Peter Tom: Recycleren alleen is niet voldoende om uit de fossiele economie te geraken. De fossiele economie is gebaseerd op steenkool, aardgas en olie. Als je die wilt vervangen door hernieuwbare energie, heb je nieuwe kritieke materialen nodig, zoals lithium, koper, nikkel en zeldzame aardmetalen. Die zijn nog niet in grote hoeveelheden in de economische cyclus aanwezig, dus kan je ze nog niet recycleren. Je moet eerst die voorraad opbouwen in je productie.
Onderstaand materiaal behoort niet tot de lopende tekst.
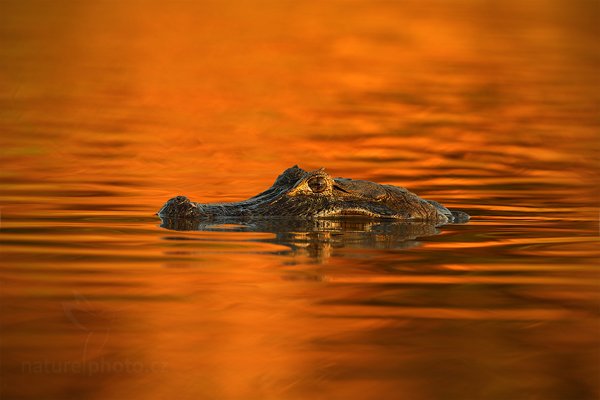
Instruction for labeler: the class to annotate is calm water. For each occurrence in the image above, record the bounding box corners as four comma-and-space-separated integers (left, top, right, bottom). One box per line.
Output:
1, 1, 599, 399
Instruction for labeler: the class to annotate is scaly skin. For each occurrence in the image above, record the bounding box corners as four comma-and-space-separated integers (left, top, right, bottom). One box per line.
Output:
157, 165, 469, 224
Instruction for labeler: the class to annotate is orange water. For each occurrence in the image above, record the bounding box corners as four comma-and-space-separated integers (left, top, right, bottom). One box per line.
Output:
1, 1, 599, 399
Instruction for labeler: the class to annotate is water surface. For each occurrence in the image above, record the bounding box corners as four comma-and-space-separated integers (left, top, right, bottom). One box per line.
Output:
1, 1, 599, 399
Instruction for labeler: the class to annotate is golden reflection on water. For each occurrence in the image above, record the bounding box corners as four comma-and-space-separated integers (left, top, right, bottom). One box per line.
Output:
1, 1, 599, 399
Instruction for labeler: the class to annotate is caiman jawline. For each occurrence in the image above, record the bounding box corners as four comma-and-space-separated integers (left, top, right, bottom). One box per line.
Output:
315, 208, 384, 218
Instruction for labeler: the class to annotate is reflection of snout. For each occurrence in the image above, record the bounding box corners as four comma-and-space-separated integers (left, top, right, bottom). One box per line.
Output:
159, 217, 201, 231
158, 196, 202, 219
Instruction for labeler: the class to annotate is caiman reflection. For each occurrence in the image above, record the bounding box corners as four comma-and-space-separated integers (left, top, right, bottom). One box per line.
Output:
159, 218, 441, 261
158, 165, 469, 224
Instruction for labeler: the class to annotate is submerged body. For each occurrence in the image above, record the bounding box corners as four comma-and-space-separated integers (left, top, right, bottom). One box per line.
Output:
158, 166, 469, 224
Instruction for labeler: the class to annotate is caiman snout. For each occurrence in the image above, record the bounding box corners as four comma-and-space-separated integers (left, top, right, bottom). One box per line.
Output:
158, 196, 202, 218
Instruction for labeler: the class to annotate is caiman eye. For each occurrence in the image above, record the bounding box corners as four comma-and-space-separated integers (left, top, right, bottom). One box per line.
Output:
307, 176, 328, 193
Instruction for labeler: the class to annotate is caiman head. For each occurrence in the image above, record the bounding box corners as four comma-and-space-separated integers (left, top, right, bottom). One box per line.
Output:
157, 165, 469, 224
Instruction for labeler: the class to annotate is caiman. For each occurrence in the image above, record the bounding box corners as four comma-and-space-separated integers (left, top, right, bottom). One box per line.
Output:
157, 165, 469, 224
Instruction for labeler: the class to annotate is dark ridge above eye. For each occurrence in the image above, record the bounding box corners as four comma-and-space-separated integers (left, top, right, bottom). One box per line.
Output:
308, 176, 328, 192
274, 165, 308, 187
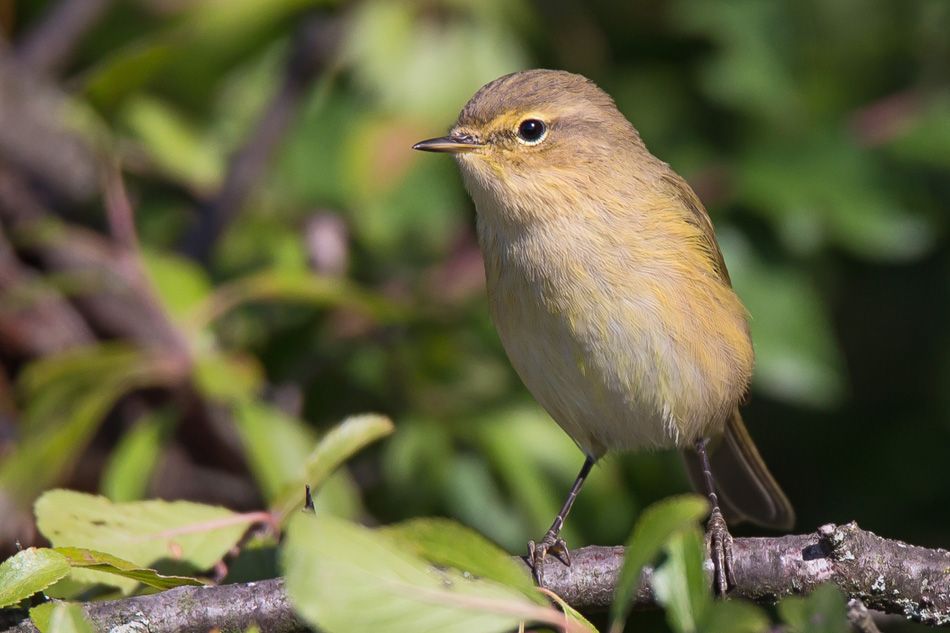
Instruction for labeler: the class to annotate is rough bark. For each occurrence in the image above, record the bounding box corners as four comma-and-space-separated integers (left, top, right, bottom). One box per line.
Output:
1, 522, 947, 633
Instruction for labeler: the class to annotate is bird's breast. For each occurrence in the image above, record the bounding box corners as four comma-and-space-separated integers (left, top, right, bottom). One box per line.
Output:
477, 213, 753, 458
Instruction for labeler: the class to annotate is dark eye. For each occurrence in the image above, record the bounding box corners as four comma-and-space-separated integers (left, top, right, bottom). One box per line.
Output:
517, 119, 547, 145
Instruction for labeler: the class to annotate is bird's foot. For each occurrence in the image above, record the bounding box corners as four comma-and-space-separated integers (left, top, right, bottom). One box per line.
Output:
527, 532, 571, 585
705, 507, 736, 595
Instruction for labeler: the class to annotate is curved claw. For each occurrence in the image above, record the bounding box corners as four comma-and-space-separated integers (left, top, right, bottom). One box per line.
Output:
705, 507, 736, 595
528, 534, 572, 585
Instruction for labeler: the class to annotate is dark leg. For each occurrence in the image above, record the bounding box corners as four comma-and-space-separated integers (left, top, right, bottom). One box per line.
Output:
528, 456, 595, 585
695, 437, 735, 594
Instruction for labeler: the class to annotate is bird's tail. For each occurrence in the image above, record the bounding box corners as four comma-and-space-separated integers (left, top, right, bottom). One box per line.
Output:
681, 410, 794, 530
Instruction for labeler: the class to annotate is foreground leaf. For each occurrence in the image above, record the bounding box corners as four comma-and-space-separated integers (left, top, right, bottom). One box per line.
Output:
31, 602, 95, 633
652, 529, 711, 633
701, 600, 770, 633
283, 514, 567, 633
55, 547, 203, 590
610, 495, 709, 633
0, 548, 70, 608
36, 490, 255, 592
539, 588, 600, 633
271, 414, 394, 522
778, 583, 849, 633
381, 517, 542, 604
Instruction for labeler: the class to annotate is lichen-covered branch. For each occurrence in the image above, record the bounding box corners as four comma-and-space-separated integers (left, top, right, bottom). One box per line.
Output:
1, 522, 947, 633
533, 521, 950, 626
0, 578, 304, 633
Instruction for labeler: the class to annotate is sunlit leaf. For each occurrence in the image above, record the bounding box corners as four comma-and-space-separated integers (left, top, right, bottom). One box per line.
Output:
0, 548, 71, 608
192, 351, 266, 404
271, 414, 394, 522
54, 547, 203, 590
186, 270, 405, 331
381, 517, 542, 603
475, 408, 593, 550
342, 1, 528, 120
540, 587, 600, 633
36, 490, 256, 593
282, 514, 564, 633
32, 602, 95, 633
122, 96, 225, 192
233, 400, 318, 501
101, 407, 177, 503
141, 250, 214, 321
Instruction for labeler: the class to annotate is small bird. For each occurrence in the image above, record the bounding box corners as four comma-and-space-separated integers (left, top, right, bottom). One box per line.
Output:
413, 69, 793, 592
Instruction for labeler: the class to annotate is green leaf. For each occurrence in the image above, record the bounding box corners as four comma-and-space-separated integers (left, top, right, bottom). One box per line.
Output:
342, 1, 528, 121
542, 589, 600, 633
55, 547, 203, 590
192, 351, 266, 404
33, 602, 95, 633
652, 529, 711, 633
701, 599, 770, 633
719, 230, 845, 409
82, 0, 326, 108
83, 40, 176, 108
381, 518, 542, 604
475, 408, 592, 549
282, 514, 563, 633
736, 132, 934, 261
1, 344, 173, 504
0, 548, 71, 608
271, 414, 394, 522
29, 603, 56, 633
121, 97, 224, 191
890, 95, 950, 169
141, 249, 214, 321
35, 490, 255, 593
186, 271, 406, 330
609, 495, 709, 633
232, 400, 318, 501
101, 407, 177, 502
777, 584, 849, 633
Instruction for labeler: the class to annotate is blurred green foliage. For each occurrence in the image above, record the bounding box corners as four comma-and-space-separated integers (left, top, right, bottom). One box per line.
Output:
2, 0, 950, 630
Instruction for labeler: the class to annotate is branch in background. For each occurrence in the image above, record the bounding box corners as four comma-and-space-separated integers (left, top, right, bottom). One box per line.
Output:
0, 224, 95, 358
0, 170, 186, 357
12, 0, 116, 75
183, 14, 340, 264
0, 54, 99, 203
1, 522, 947, 633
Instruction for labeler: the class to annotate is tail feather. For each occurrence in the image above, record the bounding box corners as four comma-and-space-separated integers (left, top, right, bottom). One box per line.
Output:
682, 410, 794, 530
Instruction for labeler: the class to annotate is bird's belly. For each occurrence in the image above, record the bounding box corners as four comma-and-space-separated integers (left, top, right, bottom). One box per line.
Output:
489, 276, 717, 459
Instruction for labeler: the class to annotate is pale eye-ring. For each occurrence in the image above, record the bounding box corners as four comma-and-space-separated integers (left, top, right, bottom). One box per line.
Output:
516, 119, 547, 145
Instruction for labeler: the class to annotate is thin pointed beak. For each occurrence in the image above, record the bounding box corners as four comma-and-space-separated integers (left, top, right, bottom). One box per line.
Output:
412, 135, 484, 154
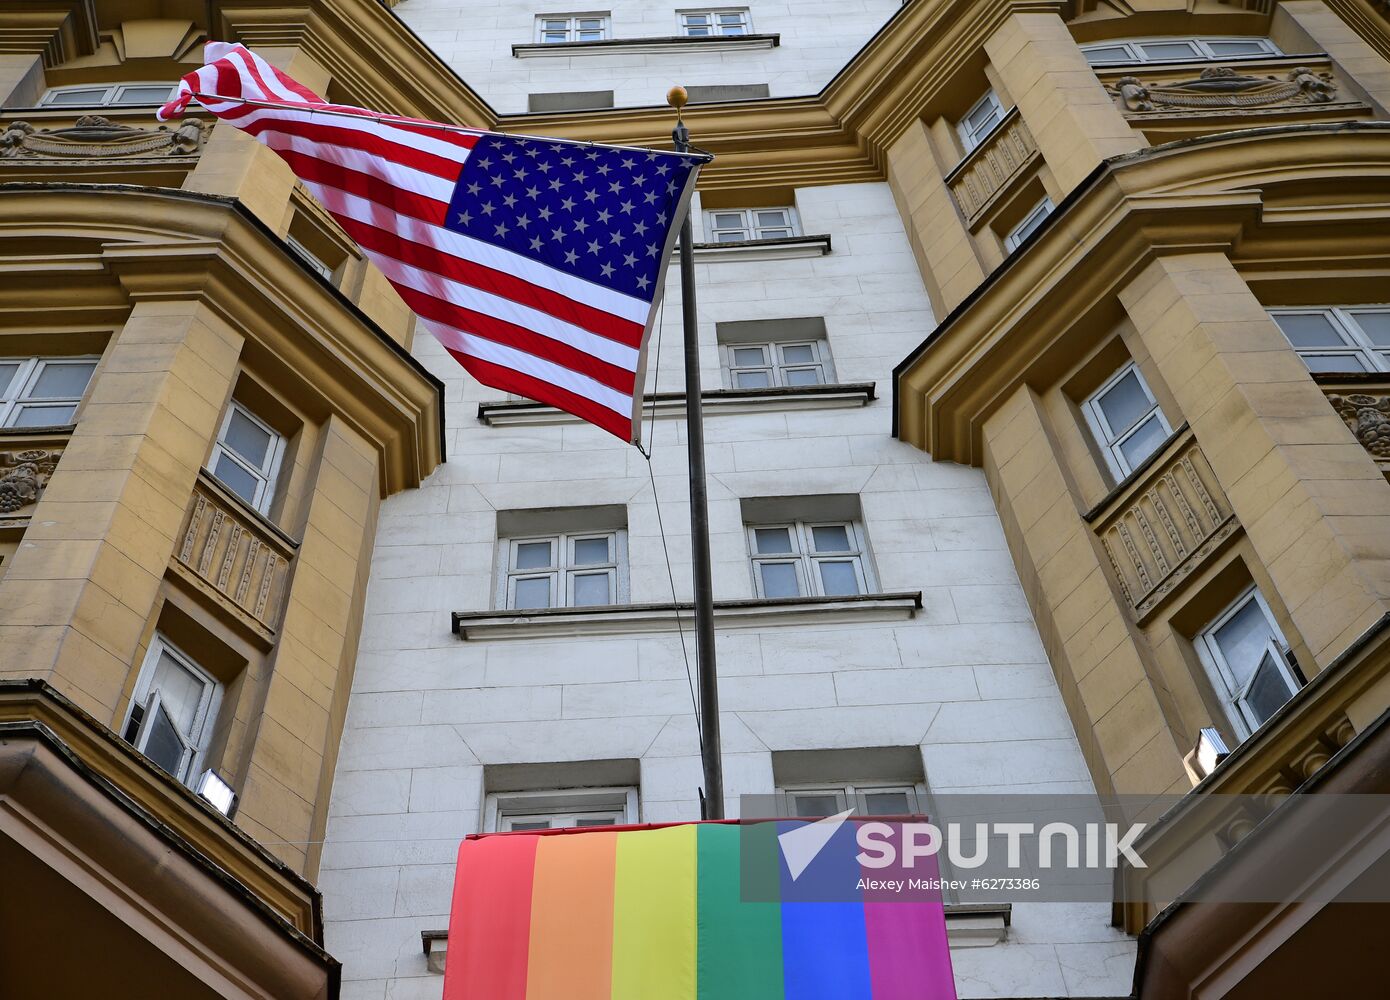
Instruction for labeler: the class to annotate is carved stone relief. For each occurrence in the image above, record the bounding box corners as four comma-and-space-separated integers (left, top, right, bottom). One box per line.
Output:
0, 116, 206, 159
1328, 393, 1390, 459
1111, 66, 1337, 113
0, 449, 60, 513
Pas na 20 jaar kan je beginnen met recyclage op grote schaal. Circulaire economie heeft dus een vertraging op hernieuwbare economie. Daarnaast moeten we uiteraard ook inzetten op maatregelen die de consumptie van metalen kunnen temperen, bijvoorbeeld door de modal shift. In plaats van met elektrische auto's te rijden, moeten we meer bussen en treinen gebruiken. We hebben betere stadsplanning nodig om onnodige verplaatsingen te voorkomen. We moeten ook inzetten op elektrisch autodelen en elektrisch fietsen over langere afstanden mogelijk maken via betere fietsinfrastructuur.
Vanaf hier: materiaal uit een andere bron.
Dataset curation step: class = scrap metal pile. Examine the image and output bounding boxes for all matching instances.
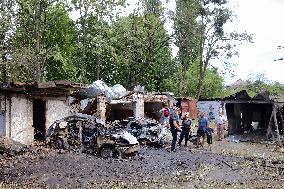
[125,118,170,146]
[46,114,170,158]
[46,114,139,158]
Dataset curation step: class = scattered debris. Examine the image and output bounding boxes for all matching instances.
[0,136,29,156]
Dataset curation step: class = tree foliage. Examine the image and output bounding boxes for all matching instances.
[1,0,276,100]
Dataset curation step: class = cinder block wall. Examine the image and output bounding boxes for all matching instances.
[45,99,72,132]
[10,95,34,145]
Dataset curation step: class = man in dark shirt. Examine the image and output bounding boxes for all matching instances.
[178,112,192,147]
[169,108,181,151]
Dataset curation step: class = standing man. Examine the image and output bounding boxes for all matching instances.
[178,112,192,147]
[215,112,226,141]
[169,107,182,152]
[197,112,208,147]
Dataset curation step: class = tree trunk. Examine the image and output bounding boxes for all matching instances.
[35,0,41,82]
[1,54,8,82]
[79,1,89,83]
[96,55,100,80]
[196,58,205,100]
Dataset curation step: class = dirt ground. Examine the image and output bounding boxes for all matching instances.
[1,134,284,189]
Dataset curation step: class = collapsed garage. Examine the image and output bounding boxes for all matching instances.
[224,90,284,143]
[0,81,84,145]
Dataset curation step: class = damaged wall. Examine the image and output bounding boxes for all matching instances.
[134,94,144,119]
[96,95,106,122]
[107,101,135,121]
[177,98,198,119]
[45,99,72,132]
[226,102,273,135]
[10,95,34,145]
[144,102,162,120]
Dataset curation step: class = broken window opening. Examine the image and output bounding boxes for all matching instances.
[106,102,135,121]
[144,101,163,121]
[33,99,46,141]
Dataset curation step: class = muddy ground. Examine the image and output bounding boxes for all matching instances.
[1,138,284,189]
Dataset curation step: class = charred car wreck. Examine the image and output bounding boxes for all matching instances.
[125,118,169,146]
[46,115,140,158]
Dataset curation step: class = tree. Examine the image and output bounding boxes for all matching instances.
[194,0,252,99]
[11,0,63,82]
[173,0,252,98]
[71,0,125,83]
[0,0,17,82]
[172,0,200,94]
[45,2,78,81]
[164,59,223,98]
[106,1,172,91]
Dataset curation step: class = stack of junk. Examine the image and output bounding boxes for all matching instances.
[46,80,172,158]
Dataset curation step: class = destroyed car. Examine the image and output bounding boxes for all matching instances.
[125,118,169,146]
[46,114,140,158]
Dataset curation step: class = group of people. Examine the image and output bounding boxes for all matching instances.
[160,101,226,152]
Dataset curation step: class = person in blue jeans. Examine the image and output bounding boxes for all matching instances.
[169,108,181,151]
[197,112,208,147]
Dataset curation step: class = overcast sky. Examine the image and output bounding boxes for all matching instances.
[224,0,284,84]
[125,0,284,85]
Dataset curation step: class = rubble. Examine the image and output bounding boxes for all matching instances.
[125,118,170,146]
[0,136,29,156]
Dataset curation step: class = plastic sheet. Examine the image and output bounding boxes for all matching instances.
[84,80,128,100]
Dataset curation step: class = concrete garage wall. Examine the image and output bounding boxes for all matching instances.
[10,95,34,145]
[45,99,71,132]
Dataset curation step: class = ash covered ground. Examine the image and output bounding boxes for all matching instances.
[1,140,284,189]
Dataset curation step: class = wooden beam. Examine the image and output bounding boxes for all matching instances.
[278,110,284,134]
[273,105,282,146]
[266,111,274,139]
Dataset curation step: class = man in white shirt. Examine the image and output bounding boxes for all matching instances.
[215,112,226,141]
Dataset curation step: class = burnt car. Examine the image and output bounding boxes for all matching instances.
[46,114,140,158]
[125,118,169,146]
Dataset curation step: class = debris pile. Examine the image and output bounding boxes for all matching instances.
[0,136,29,156]
[46,114,140,158]
[125,118,170,146]
[46,113,173,158]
Hilde: Als projectleider van Leuven klimaatneutraal 2030 heb je ook ervaring met de werking van lokale besturen. Hoe kunnen zij, in dit complexe wereldverhaal, bijdragen aan de energietransitie?
Peter Tom: Veel steden en provincies hebben beslist om klimaatneutraal te worden, maar er zijn vaak tegenstrijdigheden. Leuven bijvoorbeeld wil o.m. inzetten op zonnepanelen en circulatieplannen met minder auto’s en meer elektrische bussen. Maar waar komen die bussen en zonnepanelen vandaan? Vaak uit China, waar ze onder slechte omstandigheden worden geproduceerd, soms zelfs door Oeigoerse dwangarbeiders. Ook lokale overheden moeten een holistische visie ontwikkelen waarbij ze niet alleen kijken naar de eindoplossing maar ook naar de herkomst van technologieën. Ze kunnen duurzaamheid stimuleren via openbare aanbestedingen, bijvoorbeeld door ESG-criteria zwaarder te laten doorwegen en eisen te stellen aan de herkomst van de materialen of het gebruik van gerecycleerde componenten. Zo kunnen we ervoor zorgen dat de energietransitie echt duurzaam is.
Peter Tom Jones is directeur van het KU Leuven Institute for Sustainable Metals and Minerals (SIM²), een interdisciplinair team van meer dan 400 onderzoekers dat zich richt op de exploratie, winning, verwerking, raffinage en recyclage van de metalen die essentieel zijn voor de energietransitie en een duurzame samenleving. Jones werkt al meer dan 20 jaar in dit vakgebied, sinds hij in 2001 zijn doctoraat in de metallurgie aan de KU Leuven afrondde. Hij is medeoprichter van het SOLVOMET Research & Innovation Centre van KU Leuven, een platform dat (circulaire) expertise in hydrometallurgie biedt aan industriële partners. Via SIM² KU Leuven en SOLVOMET was Jones coördinator of partner in meer dan 30 door de EU gefinancierde projecten op het gebied van duurzame metallurgie en kritieke grondstoffen (CRMs). Daarnaast is hij presentator van diverse documentaires over kritieke (energietransitie)metalen (bv. Made In Europe: from mine to electric vehicle (2024)) en auteur van verschillende boeken over de transitie naar een klimaatneutrale, circulaire economie.